GitHub user BrainLogic opened a pull request:
FLINK-4905] Kafka test instability IllegalStateException: Client is not started
Root cause of the issue:
`notifyCheckpointComplete` can occur during the cancellation or `runFetchLoop` fail and call `commitOffset` on closed `curatorClient`, so use `CheckpointLock` to close `curatorClient`.
There is a diagram in the jira that describes behaviour of using `Kafka08Fetcher`.
1. I don't like approach where `checkPointLock` is leaked into `SourceContext`, this may lead to deadlock.

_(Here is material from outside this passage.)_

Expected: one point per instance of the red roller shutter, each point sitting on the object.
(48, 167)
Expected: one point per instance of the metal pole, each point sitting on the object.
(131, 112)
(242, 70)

2. Work with `ZookeeperOffsetHandler` can continue even after the call Kafka08Fetcher.cancel until the `Handler` will not be null.
3. `ZookeeperOffsetHandler` could have `ReadWriteLock` and use `writeLock` only for close operation, but I have doubt, Flink code base does not contain any `ReentrantLocks`. There is possibility to implement such logic without any locks by using lock-free approach.
4. Also in *jdk8, we have powerful tool `StampedLock`. In which version of Flink we will be able to use **jdk8* features?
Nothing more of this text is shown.